A qualitative study (nested in a larger longitudinal study) that Sundari carried out in Thiruvananthapuram district during 2014-15 with 30 post-partum women and 10 healthcare providers came up with findings that suggested a very different reality regarding contraceptive choice. All of the women were literate. More than three-quarters of the respondents had post-secondary education and were from households above the poverty line. But their stories were not that of well-informed, healthy and empowered women who confidently exercised their reproductive choices.
First, most of the women had very limited knowledge and distrust of reversible methods of contraception and relied on less effective ‘natural methods’ to delay or space pregnancies. Second, women did not often have the freedom to make contraceptive decisions. Third, after achieving the desired family size, birth control was solely the woman’s responsibility. And fourth, pregnancy, childbirth and the post-partum period were fraught with health problems for many women and their newborn infants, which interfered with the use of post-partum contraception.

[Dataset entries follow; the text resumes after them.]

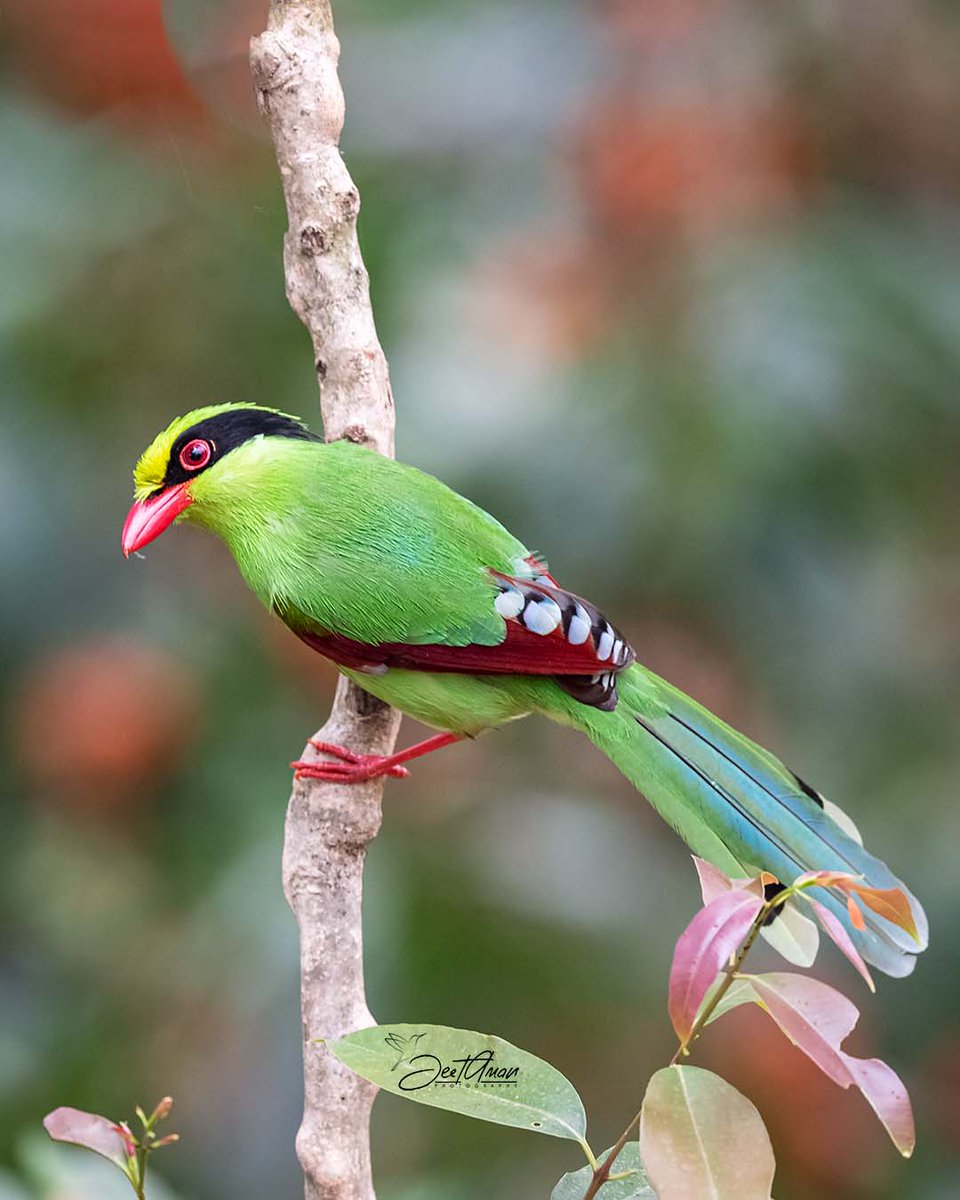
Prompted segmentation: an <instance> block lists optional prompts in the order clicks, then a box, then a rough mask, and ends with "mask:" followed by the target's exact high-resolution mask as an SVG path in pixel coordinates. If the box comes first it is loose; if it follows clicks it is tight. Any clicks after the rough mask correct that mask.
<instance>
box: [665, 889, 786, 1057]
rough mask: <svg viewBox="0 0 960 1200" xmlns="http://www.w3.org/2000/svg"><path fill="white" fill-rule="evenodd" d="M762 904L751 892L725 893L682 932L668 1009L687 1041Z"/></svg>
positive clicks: (670, 979) (681, 934)
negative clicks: (710, 996)
mask: <svg viewBox="0 0 960 1200" xmlns="http://www.w3.org/2000/svg"><path fill="white" fill-rule="evenodd" d="M762 906H763V901H762V899H761V898H760V896H756V895H752V894H751V893H750V892H744V890H742V889H739V888H738V889H734V890H732V892H724V893H721V894H720V895H719V896H716V899H715V900H712V901H710V902H709V904H708V905H707V906H706V908H701V910H700V912H698V913H697V914H696V917H694V919H692V920H691V922H690V924H689V925H688V926H686V929H685V930H684V931H683V934H680V937H679V941H678V942H677V948H676V949H674V952H673V965H672V966H671V970H670V1000H668V1004H667V1008H668V1012H670V1019H671V1021H672V1022H673V1028H674V1030H676V1031H677V1037H678V1038H679V1039H680V1042H683V1043H684V1044H685V1042H686V1038H688V1036H689V1033H690V1030H691V1027H692V1025H694V1020H695V1019H696V1015H697V1012H698V1009H700V1006H701V1004H702V1003H703V997H704V996H706V995H707V991H708V990H709V988H710V984H712V983H713V982H714V979H715V978H716V976H718V972H719V971H720V968H721V967H722V966H724V964H725V962H726V961H727V959H728V958H730V956H731V954H733V953H734V952H736V950H737V949H739V947H740V943H742V942H743V940H744V937H745V936H746V932H748V930H749V929H750V925H751V924H752V923H754V918H755V917H756V914H757V913H758V912H760V910H761V907H762Z"/></svg>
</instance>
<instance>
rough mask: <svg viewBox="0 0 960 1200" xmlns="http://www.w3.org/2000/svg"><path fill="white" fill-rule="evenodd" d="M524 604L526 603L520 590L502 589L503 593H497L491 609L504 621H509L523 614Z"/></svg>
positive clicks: (523, 596)
mask: <svg viewBox="0 0 960 1200" xmlns="http://www.w3.org/2000/svg"><path fill="white" fill-rule="evenodd" d="M526 604H527V601H526V599H524V596H523V593H522V592H521V590H518V589H517V588H504V589H503V592H498V593H497V599H496V600H494V601H493V607H494V608H496V610H497V612H498V613H499V614H500V616H502V617H503V618H504V620H510V619H512V618H514V617H518V616H520V614H521V613H522V612H523V606H524V605H526Z"/></svg>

According to the National Family Health Survey of 2015-16 (NFHS-4), almost all women in Kerala knew about a modern method of contraception. While female sterilisation was the most widely known method (95.7%), more than 90% of the women knew about condoms, and more than 75% knew about oral contraceptive pills, intrauterine devices (IUD), and vasectomy. Yet…
A vast majority of women had only ‘heard’ of a pill that prevented pregnancy. Most did not know how oral contraceptive pills were to be used or how they worked… or confused them with emergency contraception.
Vasectomy was not widely known…
The general opinion was that the women had not found the use of condoms convenient or that their husbands did not like the method.
Copper T intra-uterine device was a much-disapproved method.
The general attitude amongst the respondents towards fertility control was to not use artificial methods till the desired family size was achieved.
The use of the withdrawal method for spacing gives some indication of women’s limited choices and freedom to control their fertility as per their desire.
The veneer of universal institutional deliveries, relatively low maternal mortality ratios, and very low infant mortality rates in Kerala mask the huge burden of pregnancy and delivery-related morbidity and neonatal morbidity resulting in poor quality of lives and interfering with women’s ability to prevent an unwanted pregnancy.
Dissemination of contraceptive information does not seem to be a high priority for Kerala’s family planning programme.
Limited knowledge on contraceptive methods might also be attributed to the absence of education on sexual and reproductive health issues in schools or even in universities.
The paper concludes:
- We need studies to examine how Kerala’s unequal gender power relations play out in contraceptive decision-making.
- The achievement of below-replacement fertility is not the end of the story for women’s reproductive health and rights, but only its beginning.